Image insolite à la veille de la guerre 14-18 : un cirque allemand débarque dans le centre-ville. Le lendemain de la déclaration, tous les occupants de la caravane sont arrêtés... pour « espionnage ».
Essais de lancement de canons du côté du château des ducs, face à l'usine LU, devant un bras de la Loire aujourd'hui comblé, le bras Saint-Félix.

Victor Girard, photographe reporter, a arpenté la ville dans les années 1900

2) Nantes dans la guerre, ville cosmopolite

François Quennec, petit-fils de Victor Girard, reporter photographe au Phare entre 1893 et 1913, a conservé des dizaines de clichés réalisés dans les années 1900. Après les événements des Inventaires de 1903, voici le deuxième volet d'une série de cinq « reportages » que nous publions en cette fin d'année. La première Guerre mondiale est déclarée, des militaires s'entraînent, d'autres reviennent du front.

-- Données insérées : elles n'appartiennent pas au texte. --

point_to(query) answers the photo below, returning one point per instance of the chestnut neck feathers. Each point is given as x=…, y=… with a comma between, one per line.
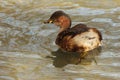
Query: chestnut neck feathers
x=61, y=19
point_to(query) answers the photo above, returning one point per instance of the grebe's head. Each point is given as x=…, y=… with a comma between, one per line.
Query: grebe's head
x=60, y=18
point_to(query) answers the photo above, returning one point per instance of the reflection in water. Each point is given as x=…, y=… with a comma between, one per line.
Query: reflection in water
x=61, y=58
x=25, y=41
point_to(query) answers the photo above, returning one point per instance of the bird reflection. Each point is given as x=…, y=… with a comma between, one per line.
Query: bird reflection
x=61, y=58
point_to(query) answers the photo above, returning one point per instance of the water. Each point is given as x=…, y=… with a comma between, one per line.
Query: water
x=28, y=51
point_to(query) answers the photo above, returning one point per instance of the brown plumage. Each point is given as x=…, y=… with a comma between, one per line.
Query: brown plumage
x=79, y=38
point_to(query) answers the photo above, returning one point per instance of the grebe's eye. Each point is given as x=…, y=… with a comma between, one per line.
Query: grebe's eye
x=50, y=21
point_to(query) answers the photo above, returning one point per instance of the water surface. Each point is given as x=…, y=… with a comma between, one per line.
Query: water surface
x=28, y=51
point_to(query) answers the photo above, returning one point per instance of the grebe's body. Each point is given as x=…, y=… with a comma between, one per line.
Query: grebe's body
x=79, y=38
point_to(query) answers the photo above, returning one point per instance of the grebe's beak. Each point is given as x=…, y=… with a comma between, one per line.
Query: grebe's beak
x=48, y=21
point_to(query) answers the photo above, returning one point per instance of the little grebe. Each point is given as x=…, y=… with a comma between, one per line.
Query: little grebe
x=79, y=38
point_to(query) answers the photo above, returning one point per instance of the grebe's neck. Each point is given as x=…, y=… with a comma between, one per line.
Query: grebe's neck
x=64, y=23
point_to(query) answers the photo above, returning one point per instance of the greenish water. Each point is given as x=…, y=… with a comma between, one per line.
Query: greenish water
x=28, y=51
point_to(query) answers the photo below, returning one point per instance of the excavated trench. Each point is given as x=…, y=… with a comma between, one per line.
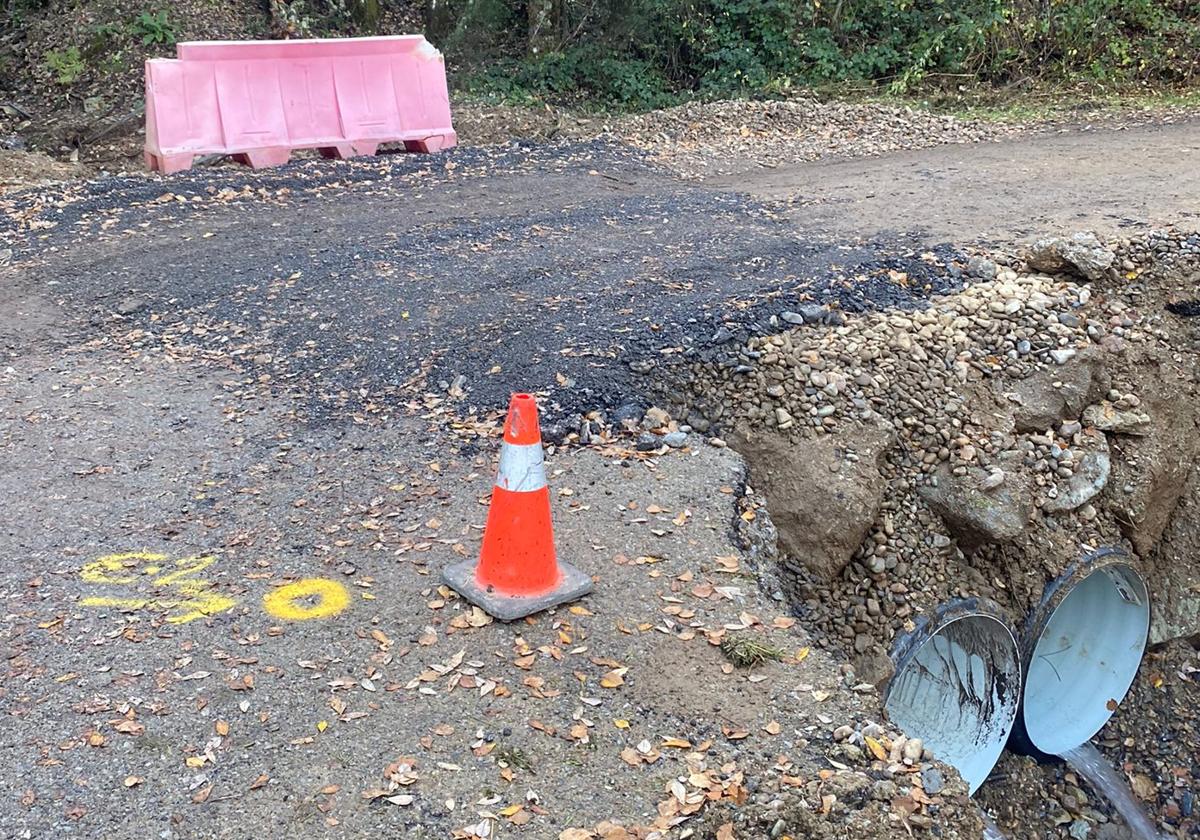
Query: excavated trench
x=987, y=507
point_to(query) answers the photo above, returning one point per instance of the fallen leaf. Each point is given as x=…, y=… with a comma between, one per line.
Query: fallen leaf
x=1144, y=787
x=876, y=748
x=613, y=679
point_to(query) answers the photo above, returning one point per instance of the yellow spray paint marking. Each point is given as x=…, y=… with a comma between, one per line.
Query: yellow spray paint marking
x=184, y=598
x=307, y=599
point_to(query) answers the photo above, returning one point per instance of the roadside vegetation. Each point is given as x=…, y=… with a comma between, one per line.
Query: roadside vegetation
x=71, y=70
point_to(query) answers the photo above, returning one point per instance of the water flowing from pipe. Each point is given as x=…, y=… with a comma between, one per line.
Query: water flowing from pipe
x=1090, y=763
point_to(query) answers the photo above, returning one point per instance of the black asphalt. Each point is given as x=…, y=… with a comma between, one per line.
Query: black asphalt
x=519, y=268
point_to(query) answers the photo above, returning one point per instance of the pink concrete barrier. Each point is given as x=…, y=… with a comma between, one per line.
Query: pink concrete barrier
x=259, y=100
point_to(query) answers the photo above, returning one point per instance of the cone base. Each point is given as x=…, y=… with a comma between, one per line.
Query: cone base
x=461, y=577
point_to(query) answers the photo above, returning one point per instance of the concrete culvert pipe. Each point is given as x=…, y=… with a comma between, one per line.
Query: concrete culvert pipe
x=958, y=687
x=1081, y=651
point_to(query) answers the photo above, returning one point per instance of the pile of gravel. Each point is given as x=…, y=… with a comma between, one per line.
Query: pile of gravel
x=701, y=139
x=996, y=408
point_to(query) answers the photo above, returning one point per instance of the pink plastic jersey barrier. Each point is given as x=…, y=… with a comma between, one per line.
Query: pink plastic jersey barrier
x=259, y=100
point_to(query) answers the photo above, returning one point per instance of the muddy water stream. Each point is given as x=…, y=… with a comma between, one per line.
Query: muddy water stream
x=1087, y=761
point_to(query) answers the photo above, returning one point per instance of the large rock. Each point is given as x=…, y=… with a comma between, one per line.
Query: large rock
x=822, y=503
x=1081, y=255
x=976, y=516
x=1091, y=477
x=1060, y=393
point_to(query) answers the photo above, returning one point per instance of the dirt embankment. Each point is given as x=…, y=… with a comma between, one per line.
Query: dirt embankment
x=977, y=448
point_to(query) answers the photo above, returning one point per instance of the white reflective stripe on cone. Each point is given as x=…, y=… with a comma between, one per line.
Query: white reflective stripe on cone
x=521, y=467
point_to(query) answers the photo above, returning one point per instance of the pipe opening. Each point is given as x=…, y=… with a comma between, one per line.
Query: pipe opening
x=957, y=688
x=1085, y=658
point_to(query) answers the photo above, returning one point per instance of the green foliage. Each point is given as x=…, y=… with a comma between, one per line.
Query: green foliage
x=67, y=65
x=645, y=53
x=307, y=18
x=153, y=28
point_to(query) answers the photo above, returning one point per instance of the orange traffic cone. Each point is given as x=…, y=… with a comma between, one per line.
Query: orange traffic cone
x=519, y=573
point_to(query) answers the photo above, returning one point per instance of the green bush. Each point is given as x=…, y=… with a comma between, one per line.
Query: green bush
x=67, y=65
x=639, y=53
x=153, y=28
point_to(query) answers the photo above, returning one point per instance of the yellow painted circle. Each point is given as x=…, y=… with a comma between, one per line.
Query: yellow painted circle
x=291, y=603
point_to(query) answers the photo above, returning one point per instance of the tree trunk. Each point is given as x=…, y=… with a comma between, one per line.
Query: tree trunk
x=544, y=21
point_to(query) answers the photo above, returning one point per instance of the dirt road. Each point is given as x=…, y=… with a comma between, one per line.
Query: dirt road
x=247, y=418
x=1008, y=191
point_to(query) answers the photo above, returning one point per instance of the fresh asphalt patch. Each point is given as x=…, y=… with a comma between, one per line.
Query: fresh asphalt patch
x=565, y=270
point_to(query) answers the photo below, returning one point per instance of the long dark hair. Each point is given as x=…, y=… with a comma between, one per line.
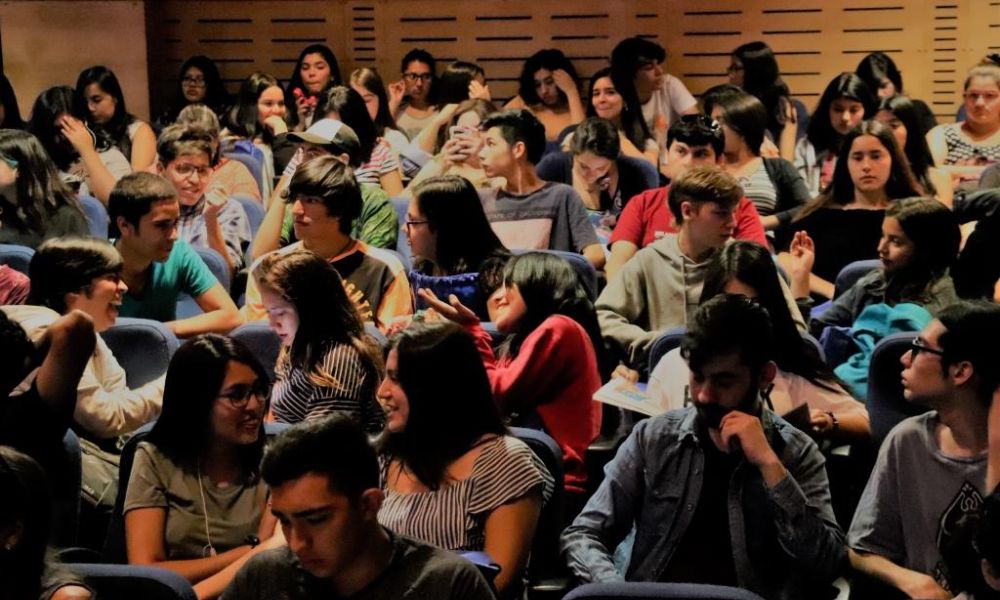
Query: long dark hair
x=372, y=81
x=295, y=81
x=934, y=231
x=194, y=380
x=351, y=111
x=453, y=211
x=549, y=286
x=55, y=101
x=8, y=100
x=216, y=96
x=918, y=153
x=901, y=183
x=326, y=315
x=25, y=504
x=632, y=123
x=444, y=422
x=762, y=79
x=751, y=264
x=820, y=131
x=114, y=131
x=453, y=84
x=550, y=59
x=40, y=190
x=242, y=119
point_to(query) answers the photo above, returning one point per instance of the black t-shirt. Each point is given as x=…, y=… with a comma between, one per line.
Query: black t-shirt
x=417, y=571
x=705, y=552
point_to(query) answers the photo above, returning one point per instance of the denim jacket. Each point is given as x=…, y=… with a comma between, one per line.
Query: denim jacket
x=785, y=540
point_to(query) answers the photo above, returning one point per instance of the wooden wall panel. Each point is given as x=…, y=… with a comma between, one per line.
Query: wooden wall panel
x=932, y=41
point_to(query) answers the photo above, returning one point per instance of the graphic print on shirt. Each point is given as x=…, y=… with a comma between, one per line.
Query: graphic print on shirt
x=966, y=502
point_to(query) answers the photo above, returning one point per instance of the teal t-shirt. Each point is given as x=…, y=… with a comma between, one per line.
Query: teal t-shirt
x=183, y=271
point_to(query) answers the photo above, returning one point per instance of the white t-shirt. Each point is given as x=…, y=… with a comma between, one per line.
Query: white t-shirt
x=671, y=100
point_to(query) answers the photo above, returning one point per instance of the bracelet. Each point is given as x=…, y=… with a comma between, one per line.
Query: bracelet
x=833, y=418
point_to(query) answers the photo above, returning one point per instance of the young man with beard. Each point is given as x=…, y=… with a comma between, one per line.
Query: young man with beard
x=931, y=469
x=722, y=491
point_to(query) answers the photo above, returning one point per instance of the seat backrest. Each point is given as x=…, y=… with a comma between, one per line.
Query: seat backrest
x=655, y=591
x=16, y=257
x=650, y=178
x=851, y=273
x=97, y=216
x=252, y=164
x=885, y=402
x=142, y=347
x=667, y=341
x=402, y=204
x=121, y=582
x=262, y=341
x=546, y=561
x=254, y=211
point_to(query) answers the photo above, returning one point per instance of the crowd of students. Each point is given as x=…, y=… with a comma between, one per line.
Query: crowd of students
x=401, y=373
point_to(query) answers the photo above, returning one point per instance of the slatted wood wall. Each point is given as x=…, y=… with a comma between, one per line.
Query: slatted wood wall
x=932, y=41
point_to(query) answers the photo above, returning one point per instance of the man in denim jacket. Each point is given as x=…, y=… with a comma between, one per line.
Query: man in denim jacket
x=721, y=492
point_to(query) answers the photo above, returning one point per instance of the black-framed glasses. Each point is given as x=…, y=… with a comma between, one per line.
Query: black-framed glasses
x=917, y=346
x=239, y=396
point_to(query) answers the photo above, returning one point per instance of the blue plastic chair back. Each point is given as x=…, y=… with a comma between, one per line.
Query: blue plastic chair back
x=851, y=273
x=667, y=341
x=885, y=402
x=658, y=591
x=262, y=341
x=142, y=347
x=97, y=216
x=16, y=257
x=121, y=582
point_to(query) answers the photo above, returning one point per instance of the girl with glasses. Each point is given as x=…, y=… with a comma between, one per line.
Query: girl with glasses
x=196, y=504
x=327, y=363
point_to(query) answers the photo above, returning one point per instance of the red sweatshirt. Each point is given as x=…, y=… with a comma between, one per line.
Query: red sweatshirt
x=556, y=374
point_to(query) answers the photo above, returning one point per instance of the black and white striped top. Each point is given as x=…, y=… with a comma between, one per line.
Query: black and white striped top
x=454, y=516
x=296, y=398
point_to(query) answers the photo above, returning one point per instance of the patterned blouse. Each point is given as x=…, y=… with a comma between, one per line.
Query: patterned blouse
x=296, y=397
x=454, y=516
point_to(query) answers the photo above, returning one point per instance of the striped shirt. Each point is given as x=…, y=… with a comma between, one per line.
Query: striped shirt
x=454, y=516
x=296, y=398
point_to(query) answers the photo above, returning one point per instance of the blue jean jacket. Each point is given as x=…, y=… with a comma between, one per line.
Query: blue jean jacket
x=785, y=540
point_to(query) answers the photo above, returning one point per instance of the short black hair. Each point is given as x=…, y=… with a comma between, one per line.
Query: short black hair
x=971, y=330
x=729, y=323
x=697, y=130
x=519, y=125
x=135, y=194
x=66, y=265
x=327, y=178
x=336, y=447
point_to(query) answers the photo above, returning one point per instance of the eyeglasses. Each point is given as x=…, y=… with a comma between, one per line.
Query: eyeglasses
x=703, y=121
x=239, y=396
x=988, y=97
x=917, y=346
x=187, y=170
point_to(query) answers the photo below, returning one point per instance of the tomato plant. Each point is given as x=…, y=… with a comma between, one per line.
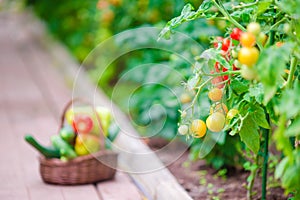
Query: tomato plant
x=262, y=98
x=198, y=128
x=82, y=123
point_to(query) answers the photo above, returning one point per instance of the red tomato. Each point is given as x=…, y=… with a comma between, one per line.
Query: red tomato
x=225, y=77
x=234, y=67
x=248, y=39
x=82, y=123
x=226, y=43
x=217, y=81
x=217, y=41
x=217, y=67
x=236, y=34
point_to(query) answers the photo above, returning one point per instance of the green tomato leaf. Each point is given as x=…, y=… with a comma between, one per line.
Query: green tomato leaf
x=294, y=128
x=281, y=168
x=290, y=102
x=238, y=86
x=215, y=56
x=257, y=91
x=249, y=134
x=262, y=6
x=271, y=65
x=188, y=13
x=259, y=117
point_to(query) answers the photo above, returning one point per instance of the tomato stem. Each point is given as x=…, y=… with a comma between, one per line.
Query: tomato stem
x=198, y=93
x=223, y=73
x=243, y=5
x=227, y=15
x=293, y=66
x=266, y=157
x=253, y=174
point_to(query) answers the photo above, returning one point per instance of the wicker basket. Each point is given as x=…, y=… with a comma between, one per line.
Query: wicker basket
x=86, y=169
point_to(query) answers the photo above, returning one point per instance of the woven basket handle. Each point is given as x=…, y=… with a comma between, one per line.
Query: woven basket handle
x=79, y=100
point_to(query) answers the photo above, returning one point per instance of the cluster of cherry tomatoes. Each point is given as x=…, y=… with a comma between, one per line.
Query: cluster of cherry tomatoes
x=240, y=51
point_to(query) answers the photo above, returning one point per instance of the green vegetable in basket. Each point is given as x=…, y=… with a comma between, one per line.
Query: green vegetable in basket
x=63, y=147
x=48, y=152
x=67, y=134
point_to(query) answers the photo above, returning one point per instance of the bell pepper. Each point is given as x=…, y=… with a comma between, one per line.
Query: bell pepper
x=86, y=144
x=65, y=149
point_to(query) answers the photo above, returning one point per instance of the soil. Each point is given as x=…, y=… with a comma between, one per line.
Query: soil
x=203, y=182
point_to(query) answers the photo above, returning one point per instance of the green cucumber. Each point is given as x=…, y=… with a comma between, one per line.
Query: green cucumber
x=67, y=134
x=48, y=152
x=63, y=146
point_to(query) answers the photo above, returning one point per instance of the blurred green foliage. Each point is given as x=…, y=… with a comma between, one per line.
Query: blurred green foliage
x=153, y=108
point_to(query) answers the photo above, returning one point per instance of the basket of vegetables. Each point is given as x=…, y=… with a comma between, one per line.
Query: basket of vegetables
x=81, y=151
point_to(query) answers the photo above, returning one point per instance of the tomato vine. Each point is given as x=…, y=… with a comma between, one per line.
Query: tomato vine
x=255, y=66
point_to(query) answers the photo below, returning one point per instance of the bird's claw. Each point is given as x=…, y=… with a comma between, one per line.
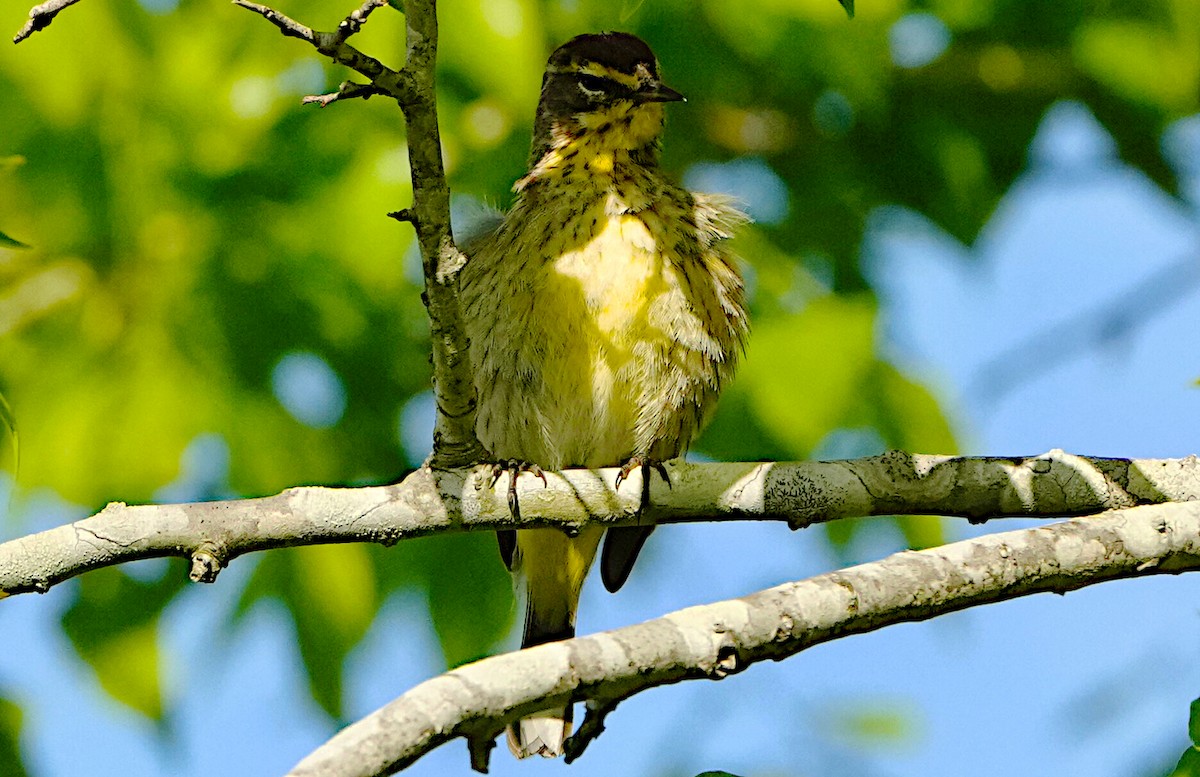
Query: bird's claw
x=514, y=468
x=646, y=465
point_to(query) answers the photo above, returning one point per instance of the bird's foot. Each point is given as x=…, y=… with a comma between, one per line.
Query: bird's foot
x=514, y=468
x=646, y=464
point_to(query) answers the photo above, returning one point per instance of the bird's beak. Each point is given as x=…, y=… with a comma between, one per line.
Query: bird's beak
x=657, y=91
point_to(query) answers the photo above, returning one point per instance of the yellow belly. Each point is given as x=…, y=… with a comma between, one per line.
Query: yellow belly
x=595, y=300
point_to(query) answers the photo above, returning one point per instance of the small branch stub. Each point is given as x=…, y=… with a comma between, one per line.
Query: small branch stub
x=205, y=566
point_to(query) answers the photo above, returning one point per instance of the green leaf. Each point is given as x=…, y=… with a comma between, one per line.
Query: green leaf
x=469, y=595
x=113, y=624
x=331, y=594
x=9, y=242
x=1188, y=765
x=10, y=421
x=805, y=373
x=10, y=739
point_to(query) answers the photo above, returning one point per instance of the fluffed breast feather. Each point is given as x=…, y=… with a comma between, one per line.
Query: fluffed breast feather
x=601, y=327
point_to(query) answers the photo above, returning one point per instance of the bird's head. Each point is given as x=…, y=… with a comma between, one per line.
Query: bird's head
x=605, y=88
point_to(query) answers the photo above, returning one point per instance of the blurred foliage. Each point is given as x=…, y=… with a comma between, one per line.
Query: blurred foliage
x=1189, y=763
x=113, y=624
x=192, y=224
x=10, y=742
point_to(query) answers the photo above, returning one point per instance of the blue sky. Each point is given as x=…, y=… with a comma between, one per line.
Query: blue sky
x=1095, y=682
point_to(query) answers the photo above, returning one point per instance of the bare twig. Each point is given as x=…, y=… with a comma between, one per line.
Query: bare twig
x=41, y=16
x=213, y=534
x=348, y=90
x=715, y=640
x=353, y=23
x=454, y=437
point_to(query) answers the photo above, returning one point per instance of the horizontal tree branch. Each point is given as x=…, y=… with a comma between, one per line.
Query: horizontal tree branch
x=715, y=640
x=433, y=501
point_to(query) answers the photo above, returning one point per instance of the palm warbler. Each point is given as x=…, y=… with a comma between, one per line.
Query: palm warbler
x=605, y=313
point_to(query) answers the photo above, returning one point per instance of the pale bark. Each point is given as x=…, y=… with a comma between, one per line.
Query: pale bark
x=432, y=501
x=715, y=640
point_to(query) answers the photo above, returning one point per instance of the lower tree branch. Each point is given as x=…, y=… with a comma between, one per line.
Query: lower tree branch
x=432, y=501
x=715, y=640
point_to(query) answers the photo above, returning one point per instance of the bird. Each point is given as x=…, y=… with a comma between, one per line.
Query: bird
x=605, y=312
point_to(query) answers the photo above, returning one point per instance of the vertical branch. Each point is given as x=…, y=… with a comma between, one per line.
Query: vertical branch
x=454, y=437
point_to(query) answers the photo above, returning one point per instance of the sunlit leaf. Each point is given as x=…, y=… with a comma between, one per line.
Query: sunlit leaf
x=9, y=242
x=10, y=739
x=330, y=592
x=1188, y=765
x=113, y=625
x=471, y=595
x=804, y=373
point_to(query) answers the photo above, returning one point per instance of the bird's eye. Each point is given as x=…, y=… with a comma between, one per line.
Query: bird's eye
x=593, y=84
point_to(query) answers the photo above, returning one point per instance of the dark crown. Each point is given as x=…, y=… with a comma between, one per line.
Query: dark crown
x=592, y=73
x=621, y=52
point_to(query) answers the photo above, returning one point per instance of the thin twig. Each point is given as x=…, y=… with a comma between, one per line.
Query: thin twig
x=41, y=16
x=413, y=86
x=348, y=90
x=353, y=23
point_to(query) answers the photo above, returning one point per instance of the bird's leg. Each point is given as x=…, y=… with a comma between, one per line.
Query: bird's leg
x=646, y=465
x=514, y=468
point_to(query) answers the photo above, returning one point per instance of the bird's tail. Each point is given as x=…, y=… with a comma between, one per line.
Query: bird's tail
x=553, y=566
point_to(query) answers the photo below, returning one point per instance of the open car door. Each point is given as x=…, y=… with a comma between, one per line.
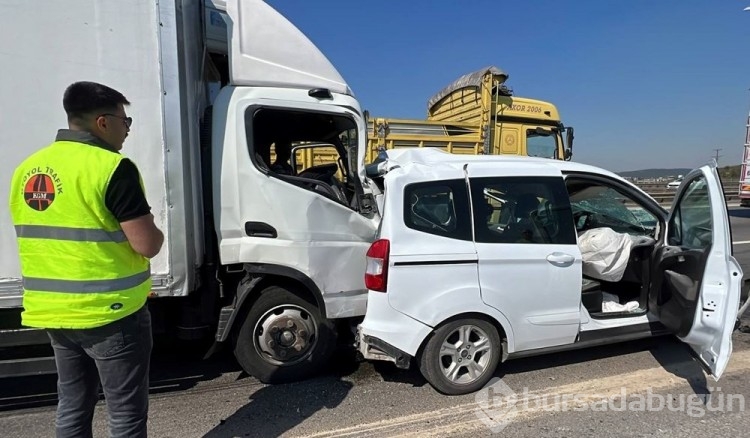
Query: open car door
x=697, y=281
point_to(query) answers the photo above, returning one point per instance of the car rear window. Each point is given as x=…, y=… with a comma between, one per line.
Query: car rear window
x=439, y=208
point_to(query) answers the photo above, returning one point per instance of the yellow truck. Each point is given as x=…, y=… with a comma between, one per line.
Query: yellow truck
x=477, y=114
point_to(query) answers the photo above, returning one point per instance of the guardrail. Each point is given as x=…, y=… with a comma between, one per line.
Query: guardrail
x=668, y=197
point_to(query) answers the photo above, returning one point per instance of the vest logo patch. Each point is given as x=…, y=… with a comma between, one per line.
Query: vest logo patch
x=39, y=192
x=40, y=187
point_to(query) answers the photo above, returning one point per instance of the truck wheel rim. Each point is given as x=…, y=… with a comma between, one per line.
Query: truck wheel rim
x=465, y=354
x=285, y=335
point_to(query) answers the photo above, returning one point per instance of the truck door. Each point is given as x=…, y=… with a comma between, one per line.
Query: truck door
x=697, y=283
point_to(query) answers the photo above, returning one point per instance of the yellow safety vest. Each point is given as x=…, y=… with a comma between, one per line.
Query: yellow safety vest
x=78, y=268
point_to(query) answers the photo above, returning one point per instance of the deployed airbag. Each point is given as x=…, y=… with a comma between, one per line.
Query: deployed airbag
x=605, y=253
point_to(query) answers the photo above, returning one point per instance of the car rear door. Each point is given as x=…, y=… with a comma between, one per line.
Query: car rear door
x=529, y=261
x=697, y=281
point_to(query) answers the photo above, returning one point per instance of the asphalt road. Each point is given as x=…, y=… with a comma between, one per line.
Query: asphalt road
x=643, y=388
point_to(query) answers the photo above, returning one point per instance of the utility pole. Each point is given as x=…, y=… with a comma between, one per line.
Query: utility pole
x=716, y=155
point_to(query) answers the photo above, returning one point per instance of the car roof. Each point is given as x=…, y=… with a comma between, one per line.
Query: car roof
x=427, y=163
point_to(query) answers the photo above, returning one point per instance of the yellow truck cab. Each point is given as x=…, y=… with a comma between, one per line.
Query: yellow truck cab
x=477, y=114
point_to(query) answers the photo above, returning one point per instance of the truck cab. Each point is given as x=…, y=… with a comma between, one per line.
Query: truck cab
x=267, y=261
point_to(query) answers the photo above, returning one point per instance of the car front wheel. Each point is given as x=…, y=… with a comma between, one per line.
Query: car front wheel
x=461, y=356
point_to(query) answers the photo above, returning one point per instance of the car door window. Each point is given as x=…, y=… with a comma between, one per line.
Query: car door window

Que se racontent-ils, ces quatre mômes accoudés à la fenêtre de la mercerie, en regardant marcher les Poilus de retour du front ? L'image est émouvante tant les regards hagards des soldats tranchent avec la solennité du défilé. « II est difficile de dater précisément cette photo » explique Didier Guivarc'h, professeur d'histoire à la faculté de Rennes[1]. « La seule chose que l'on peut dire, c'est qu'on est déjà bien avancé dans la guerre. Les militaires ont des casques et des capotes alors qu'ils sont partis pendant l'été, en casquette et vêtus de simples vestes. » II ne s'agit donc pas non plus d'un défilé du 14 juillet mais vraisemblablement d'un retour du front, « entre 1916 et 1918 ». Sur le côté, entourés de notables à chapeau mou, des militaires territoriaux qui n'ont pas connu le front.

Ségrégation

Au dernier plan, des soldats de régiments étrangers. « Dès 1914, il y a une arrivée massive d'Anglais et de Russes. Ils sont logés dans les casernes, beaucoup à Rezé. » C'est d'ailleurs ce que l'on retiendra de la Grande guerre vécue par les Nantais : avec l'arrivée dans le port de beaucoup d'étrangers, celle d'une main d'œuvre coloniale d'Indochine ou d'Algérie, la grande ville de province devient cosmopolite. On ne peut pas parler pour autant de brassage. « La population reste à distance. A la fin de la guerre, ça se passe plutôt mal entre les Français et les Américains. La confrontation est aiguë entre, d'un côté, une société traditionnelle et de l'autre, une civilisation qui a déjà adopté un genre de vie moderne. » Nantes, tout ancienne capitale négrière qu'elle fut, se dira choquée par la ségrégation raciale pratiquée au sein même de l'armée américaine, constituée de régiments de Noirs et de régiments de Blancs. Des crises surviendront entre avril et juin 1917. « Des propos pacifistes ont été tenus dans les gares, au départ des trains de permissionnaires. Les Nantais trouveront des boucs émissaires dans la population étrangère. La xénophobie se développe. » Le débarquement des Américains en 1917 est d'ailleurs, rappelle Didier Guivarc'h, le résultat de fortes pressions de la municipalité nantaise pour promouvoir le port de Nantes. « L'armée américaine avait le choix entre plusieurs ports. Paul Bellamy a montré une nette volonté d'utiliser la guerre pour valoriser l'image de la ville. » Le maire de l'époque en profite aussi pour renforcer son pouvoir politique et social local. « On note une emprise importante des services municipaux et un encadrement de la population par une propagande intense. »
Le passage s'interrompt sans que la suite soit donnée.